I get so many comments about our weekly Lord’s Supper, in which there is prayer of confession, either extemporary or a liturgical classic, Scripture reading, come down the front and take bread and the cup, then share it together, before prayer and song afterwards.

“Why every week?” people ask when they first come.

“Why not every week?” they retort about two months later if someone queries it.

We’re setting up the Millennials for life in a world where cultural liturgies are shoved in their faces week-in week-out.  This is the counter-liturgy they need.  And want.

Jamie Smith said that what we do over time becomes what we love.  I would also add that the need for Communion every week is tied to the preaching.  If the gospel is proclaimed then it seems like the natural response.  If the sermon is a “do more/try harder” or allegory, or contains little or no Bible, then communion every week seems a waste of time.

But we’re preparing Millennials for life in a world where cultural liturgies are shoved in their faces week-in week-out.  This is the counter-liturgy they need.  And want.

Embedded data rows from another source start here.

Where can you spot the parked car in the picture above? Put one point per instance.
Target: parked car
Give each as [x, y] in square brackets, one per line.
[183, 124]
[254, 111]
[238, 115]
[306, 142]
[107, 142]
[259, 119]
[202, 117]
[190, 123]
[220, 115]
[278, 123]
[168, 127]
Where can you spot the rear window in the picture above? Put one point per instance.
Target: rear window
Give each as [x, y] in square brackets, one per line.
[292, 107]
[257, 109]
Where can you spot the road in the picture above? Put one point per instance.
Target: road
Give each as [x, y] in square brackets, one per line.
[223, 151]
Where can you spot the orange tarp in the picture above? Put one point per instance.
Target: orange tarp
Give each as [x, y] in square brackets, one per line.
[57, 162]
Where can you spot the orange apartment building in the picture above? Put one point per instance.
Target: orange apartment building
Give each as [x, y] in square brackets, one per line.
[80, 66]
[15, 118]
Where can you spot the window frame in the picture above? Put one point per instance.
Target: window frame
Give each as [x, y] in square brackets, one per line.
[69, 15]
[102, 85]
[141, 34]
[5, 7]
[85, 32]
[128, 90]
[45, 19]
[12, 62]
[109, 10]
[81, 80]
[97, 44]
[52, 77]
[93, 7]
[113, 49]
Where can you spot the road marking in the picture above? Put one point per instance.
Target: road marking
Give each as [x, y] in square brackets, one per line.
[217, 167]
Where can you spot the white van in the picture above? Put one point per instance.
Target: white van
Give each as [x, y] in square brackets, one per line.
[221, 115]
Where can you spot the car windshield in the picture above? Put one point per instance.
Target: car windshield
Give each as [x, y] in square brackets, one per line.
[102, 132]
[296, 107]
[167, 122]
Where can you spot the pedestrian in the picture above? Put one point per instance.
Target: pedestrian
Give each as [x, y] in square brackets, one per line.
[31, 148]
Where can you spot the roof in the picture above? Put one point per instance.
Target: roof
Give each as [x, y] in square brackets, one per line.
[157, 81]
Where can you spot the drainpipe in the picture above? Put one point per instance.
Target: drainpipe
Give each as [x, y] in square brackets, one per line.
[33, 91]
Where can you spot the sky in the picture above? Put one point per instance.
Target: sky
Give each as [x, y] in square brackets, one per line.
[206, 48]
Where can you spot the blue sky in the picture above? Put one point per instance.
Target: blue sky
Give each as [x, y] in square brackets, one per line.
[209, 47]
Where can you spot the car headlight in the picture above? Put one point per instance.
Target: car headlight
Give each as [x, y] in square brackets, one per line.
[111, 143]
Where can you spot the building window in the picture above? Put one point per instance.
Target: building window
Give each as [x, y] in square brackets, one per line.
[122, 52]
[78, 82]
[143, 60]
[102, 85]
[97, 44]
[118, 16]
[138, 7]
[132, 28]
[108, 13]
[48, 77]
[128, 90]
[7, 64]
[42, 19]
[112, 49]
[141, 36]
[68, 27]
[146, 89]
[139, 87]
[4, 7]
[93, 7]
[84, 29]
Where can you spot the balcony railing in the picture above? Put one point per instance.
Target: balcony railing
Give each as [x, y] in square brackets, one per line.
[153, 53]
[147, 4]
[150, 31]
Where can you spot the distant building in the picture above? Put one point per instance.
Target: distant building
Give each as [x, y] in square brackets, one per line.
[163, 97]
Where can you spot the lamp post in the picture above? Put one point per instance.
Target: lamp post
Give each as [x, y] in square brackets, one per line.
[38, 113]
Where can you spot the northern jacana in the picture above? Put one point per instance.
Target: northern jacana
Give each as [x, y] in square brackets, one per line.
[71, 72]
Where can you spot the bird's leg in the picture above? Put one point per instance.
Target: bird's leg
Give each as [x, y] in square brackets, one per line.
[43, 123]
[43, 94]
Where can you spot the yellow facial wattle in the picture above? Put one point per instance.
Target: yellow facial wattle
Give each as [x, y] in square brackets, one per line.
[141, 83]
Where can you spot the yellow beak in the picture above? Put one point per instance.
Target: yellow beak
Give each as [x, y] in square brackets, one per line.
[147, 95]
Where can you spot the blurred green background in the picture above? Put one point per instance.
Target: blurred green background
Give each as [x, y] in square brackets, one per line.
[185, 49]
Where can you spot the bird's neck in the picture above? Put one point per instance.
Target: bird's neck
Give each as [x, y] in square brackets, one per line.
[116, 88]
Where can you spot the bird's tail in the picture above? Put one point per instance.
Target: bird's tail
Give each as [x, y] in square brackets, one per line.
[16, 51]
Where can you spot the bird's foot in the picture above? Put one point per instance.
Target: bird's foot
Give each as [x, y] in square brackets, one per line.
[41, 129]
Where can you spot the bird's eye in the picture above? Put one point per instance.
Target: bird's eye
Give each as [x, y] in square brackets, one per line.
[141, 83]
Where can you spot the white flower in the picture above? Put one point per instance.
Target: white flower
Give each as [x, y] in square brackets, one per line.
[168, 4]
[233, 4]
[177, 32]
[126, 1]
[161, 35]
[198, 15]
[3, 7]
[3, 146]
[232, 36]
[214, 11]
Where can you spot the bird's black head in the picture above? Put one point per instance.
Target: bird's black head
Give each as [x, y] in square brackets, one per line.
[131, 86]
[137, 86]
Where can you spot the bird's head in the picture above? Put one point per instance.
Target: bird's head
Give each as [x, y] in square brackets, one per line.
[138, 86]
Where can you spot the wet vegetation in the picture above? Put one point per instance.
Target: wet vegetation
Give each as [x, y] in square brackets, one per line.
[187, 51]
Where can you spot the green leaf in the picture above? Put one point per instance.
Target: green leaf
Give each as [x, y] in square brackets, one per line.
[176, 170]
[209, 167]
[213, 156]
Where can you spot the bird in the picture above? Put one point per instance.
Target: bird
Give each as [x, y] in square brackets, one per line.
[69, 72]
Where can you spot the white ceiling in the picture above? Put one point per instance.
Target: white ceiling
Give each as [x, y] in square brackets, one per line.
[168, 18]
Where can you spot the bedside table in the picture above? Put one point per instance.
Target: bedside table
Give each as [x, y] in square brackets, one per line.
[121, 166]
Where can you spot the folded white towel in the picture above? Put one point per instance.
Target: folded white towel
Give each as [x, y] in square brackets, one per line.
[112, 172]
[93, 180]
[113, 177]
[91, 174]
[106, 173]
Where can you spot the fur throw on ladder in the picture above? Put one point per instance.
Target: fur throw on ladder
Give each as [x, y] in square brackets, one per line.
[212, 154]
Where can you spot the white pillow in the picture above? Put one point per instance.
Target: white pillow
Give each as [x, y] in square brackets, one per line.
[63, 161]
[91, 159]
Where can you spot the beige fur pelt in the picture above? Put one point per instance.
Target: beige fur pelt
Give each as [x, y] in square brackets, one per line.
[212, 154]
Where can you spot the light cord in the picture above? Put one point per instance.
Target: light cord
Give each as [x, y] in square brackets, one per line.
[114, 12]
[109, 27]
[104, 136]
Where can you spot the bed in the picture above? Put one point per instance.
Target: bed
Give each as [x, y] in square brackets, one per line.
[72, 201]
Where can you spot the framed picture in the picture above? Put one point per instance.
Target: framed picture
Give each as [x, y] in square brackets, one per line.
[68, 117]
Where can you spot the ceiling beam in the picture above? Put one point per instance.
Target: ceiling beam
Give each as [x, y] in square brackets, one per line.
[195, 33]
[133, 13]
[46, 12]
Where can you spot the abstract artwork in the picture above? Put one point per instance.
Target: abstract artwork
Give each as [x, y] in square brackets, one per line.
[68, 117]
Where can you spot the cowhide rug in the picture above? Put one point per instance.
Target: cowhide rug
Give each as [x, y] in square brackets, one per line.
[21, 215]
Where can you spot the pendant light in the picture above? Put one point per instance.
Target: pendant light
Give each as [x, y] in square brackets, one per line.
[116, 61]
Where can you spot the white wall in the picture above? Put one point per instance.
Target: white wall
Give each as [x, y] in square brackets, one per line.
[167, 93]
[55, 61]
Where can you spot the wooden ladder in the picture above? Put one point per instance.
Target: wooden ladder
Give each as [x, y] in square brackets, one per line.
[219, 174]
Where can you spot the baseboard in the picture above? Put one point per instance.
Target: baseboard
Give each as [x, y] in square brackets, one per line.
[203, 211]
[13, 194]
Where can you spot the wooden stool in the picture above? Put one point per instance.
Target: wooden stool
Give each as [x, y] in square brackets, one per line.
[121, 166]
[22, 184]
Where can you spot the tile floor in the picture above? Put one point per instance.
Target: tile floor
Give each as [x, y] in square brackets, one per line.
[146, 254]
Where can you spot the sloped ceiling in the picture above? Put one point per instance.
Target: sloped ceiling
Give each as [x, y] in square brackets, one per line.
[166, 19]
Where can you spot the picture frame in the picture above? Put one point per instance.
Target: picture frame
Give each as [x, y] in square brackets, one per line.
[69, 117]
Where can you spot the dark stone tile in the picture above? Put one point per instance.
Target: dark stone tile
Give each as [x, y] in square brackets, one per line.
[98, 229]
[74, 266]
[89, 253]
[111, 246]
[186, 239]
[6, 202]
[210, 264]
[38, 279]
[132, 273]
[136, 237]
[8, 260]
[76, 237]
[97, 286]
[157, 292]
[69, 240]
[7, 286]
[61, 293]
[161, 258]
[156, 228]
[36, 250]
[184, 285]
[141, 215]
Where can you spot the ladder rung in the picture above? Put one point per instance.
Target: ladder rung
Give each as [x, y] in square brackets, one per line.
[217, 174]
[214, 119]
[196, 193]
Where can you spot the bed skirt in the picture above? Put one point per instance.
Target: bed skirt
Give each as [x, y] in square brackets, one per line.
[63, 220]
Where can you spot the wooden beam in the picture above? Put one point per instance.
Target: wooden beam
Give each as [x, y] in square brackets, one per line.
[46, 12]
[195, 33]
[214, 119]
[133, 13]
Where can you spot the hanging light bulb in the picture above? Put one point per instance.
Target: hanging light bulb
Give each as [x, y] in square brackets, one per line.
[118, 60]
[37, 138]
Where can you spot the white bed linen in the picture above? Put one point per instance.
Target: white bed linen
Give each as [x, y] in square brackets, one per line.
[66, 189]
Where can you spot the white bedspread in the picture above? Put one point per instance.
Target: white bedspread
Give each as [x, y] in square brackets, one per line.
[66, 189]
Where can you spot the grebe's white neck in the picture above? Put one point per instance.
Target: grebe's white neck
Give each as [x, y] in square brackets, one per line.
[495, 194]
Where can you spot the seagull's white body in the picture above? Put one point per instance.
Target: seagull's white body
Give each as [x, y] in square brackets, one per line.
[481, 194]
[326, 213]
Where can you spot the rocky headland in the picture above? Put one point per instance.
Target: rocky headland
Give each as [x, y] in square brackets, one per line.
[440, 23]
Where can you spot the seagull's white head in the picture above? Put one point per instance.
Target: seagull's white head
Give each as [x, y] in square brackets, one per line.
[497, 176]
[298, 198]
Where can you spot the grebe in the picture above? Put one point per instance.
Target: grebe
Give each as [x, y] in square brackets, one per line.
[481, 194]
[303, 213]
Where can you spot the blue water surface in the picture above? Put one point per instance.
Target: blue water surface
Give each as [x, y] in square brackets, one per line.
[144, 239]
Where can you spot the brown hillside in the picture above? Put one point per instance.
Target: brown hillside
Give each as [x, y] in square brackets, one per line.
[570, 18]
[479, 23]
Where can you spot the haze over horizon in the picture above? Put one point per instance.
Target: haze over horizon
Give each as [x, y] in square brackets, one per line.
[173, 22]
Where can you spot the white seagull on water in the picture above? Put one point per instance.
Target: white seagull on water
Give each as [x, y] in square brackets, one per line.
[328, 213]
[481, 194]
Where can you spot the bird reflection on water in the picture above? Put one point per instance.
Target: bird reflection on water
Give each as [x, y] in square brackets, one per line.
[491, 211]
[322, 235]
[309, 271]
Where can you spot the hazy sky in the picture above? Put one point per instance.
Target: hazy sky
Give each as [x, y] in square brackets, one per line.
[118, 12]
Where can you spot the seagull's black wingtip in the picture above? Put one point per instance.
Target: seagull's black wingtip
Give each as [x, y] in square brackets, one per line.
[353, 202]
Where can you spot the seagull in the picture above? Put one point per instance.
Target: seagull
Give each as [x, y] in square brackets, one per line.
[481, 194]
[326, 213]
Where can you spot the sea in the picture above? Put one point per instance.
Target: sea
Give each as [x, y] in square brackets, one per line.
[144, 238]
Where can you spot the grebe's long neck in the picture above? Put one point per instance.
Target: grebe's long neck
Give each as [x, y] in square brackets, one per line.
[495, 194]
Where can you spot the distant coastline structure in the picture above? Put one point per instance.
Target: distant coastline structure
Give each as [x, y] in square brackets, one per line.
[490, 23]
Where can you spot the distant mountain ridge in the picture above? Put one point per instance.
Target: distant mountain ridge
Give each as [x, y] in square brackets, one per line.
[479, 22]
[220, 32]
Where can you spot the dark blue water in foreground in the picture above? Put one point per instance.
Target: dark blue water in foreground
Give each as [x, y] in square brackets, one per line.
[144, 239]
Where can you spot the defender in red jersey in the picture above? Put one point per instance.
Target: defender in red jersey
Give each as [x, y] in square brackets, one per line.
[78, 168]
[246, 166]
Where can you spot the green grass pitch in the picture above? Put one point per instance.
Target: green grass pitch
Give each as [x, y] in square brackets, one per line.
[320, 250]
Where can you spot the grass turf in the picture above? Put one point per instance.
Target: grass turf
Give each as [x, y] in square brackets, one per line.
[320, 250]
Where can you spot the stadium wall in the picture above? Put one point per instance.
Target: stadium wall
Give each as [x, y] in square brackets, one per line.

6. One Public Gathering For Everyone

I could tell the gospel was taking form in one young man’s life when he made a pact with his mates not to sit in the “younger person’s section.”  Next week there he was sitting with some of the retired people.

We have one public gathering for everyone.  And no one wants that to change.  No one.  We held off the early calls for two that would end up being demographically split.  We resisted.  We have not regretted that.

And that’s theological.  We’re called to “maintain the unity of the Spirit in the bond of peace.” (Eph 4:3).  A really good—and challenging, but rewarding—way of doing that is putting everyone together for church gathering and seeing how the spiritual ecosystem grows.  Seeing how humility and other-person-centredness grows in the process.

True, many people’s rhythms of life are different: students versus young parents; younger people on the cusp of a profession/those easing into retirement.  So we allow smaller groups to form (we don’t set them up ourselves either, instead allowing them to form naturally) around those rhythms.

But come Sunday and our public gathering, it’s one-in all-in.  The Millennials would not have it any other way.  And we’re not going to give it to them any other way.

There’s a plausibility to it that would not be there should we stream our people into their culturally assigned cohorts.  It’s a ecclesiastical “in-your-face” to a silo-culture riven by divisions already.

***

So that’s pretty much it.  Nothing flash.  But then again when have Millennials been convinced that something with style necessarily comes with substance?  They’re onto that, as far as I can see.

They’ll put up with it for a while, but when the next busy stage of life hits; when they’re having kids and paying mortgages and juggling all of the expectations, then churches will discover whether what they were doing was filling in the blanks in the lives of Millennials who were busy carving out their own meaning, or filling in the meaning itself.